Obtain permit(s) consistent with Section 17.46.011.3 to re-abandon all previously abandoned wells that do not meet standards recommended or required by DOGGR for abandonment in effect at the time of re-abandonment, and provide a certificate of compliance that the wells and/or sites are re-abandoned consistent with current conditions and standards recommended or required by DOGGR to the satisfaction of the city manager. Permits shall not be required if re-entry of an abandoned well is scheduled to occur within five (5) years of issuance of a CUP or DA under this chapter, and if re-entry actually occurs within that period of time.
3.
In lieu of Subsections (1) and (2), above, obtain a deferral covenant from the city requiring abandonment or re-abandonment to standards recommended or required by DOGGR, or equivalent standards as determined by the city manager, at a specific time or upon the occurrence of a future event. The deferral covenant shall be approved as to form by the city attorney, contain a provision to indemnify and hold harmless the city for damages related to wells not abandoned or re-abandoned consistent with standards recommended or required by DOGGR, and shall be recorded by the operator with the county clerk prior to approval. In addition to a deferral covenant, the city manager may require a bond or deposit to cover the estimated cost of future abandonment.
H.
Other development standards:
1.
Permanent structures, or other construction that would be difficult or expensive to demolish, shall not be located on top of any abandoned oil or gas well such that access for a well abandonment rig or other well maintenance equipment is constrained or inhibited from access to the well in the event of a future oil or gas leak, unless it can be demonstrated to the satisfaction of the city manger that it is not feasible or, within an industrial zone, the developer proposing such construction provides written assurances to the satisfaction of the city manager, to be included in the recorded declaration of covenant prescribed in Subsection 3, below, that they are aware of and accept the risks associated with such construction. Pervious improvements, such as landscaping and porous parking areas with adequate landscape buffers, may be located on top of an abandoned or re-abandoned well which has passed the leak test consistent with this section.
2.
Redevelopment of a former oil and gas site: If redevelopment of an oil and gas site for use other than an oil and gas operation is proposed at a completely or partially abandoned oil or gas site, the applicant shall submit an application to be processed as a conditional use permit consistent for that use under this Code.

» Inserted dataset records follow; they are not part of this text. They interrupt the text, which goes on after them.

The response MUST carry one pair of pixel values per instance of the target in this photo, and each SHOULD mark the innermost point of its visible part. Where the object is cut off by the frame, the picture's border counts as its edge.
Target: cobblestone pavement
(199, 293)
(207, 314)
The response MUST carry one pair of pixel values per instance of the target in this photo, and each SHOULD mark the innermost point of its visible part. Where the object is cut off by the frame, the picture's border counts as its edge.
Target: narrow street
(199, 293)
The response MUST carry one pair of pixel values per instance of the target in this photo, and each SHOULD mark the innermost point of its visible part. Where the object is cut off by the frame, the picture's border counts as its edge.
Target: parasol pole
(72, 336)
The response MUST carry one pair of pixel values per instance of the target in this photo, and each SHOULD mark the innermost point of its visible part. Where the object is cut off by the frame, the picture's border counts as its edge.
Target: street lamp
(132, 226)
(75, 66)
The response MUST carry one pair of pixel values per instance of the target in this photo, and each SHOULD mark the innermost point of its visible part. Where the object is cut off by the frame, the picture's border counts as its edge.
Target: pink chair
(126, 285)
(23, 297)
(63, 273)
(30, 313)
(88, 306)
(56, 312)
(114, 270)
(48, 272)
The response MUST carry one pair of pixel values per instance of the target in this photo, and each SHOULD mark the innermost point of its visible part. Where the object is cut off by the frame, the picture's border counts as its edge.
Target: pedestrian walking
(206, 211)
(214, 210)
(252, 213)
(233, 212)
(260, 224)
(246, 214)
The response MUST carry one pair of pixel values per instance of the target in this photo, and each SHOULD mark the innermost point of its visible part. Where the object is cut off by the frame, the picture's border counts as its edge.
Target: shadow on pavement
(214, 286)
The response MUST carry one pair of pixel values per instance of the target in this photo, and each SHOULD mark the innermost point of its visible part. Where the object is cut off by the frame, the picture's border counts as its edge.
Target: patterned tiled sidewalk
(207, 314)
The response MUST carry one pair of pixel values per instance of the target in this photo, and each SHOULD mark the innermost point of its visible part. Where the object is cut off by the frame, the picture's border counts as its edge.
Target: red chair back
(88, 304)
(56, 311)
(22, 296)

Said application shall include the content required by Section 17.46.011.3.2, and the conditional use permit shall comply with the development standards of Section 17.46.038.
3.
Prior to issuance of a permit or entitlement for redevelopment of a former oil and gas site, the owner shall record a declaration of a covenant, in a form subject to the review and approval of the city attorney, putting future owners and occupants on notice of the following: The existence of abandoned oil wells on the site; that the wells within the site have been leak tested and found not to leak; description of any methane mitigation measures employed; a statement as to whether or not access to these wells has been provided to address the fact that they may leak in the future causing potential harm; acknowledgment that the state may order the re-abandonment of any well should it leak in the future; acknowledgment that the state does not recommend building over wells; and releasing and indemnifying the city for issuing any project permit or entitlement for the project, along with notice of the assurances, if any, required by Subsection 1, above. The covenant shall run with the land, apply to future owners, and may only be released by the city.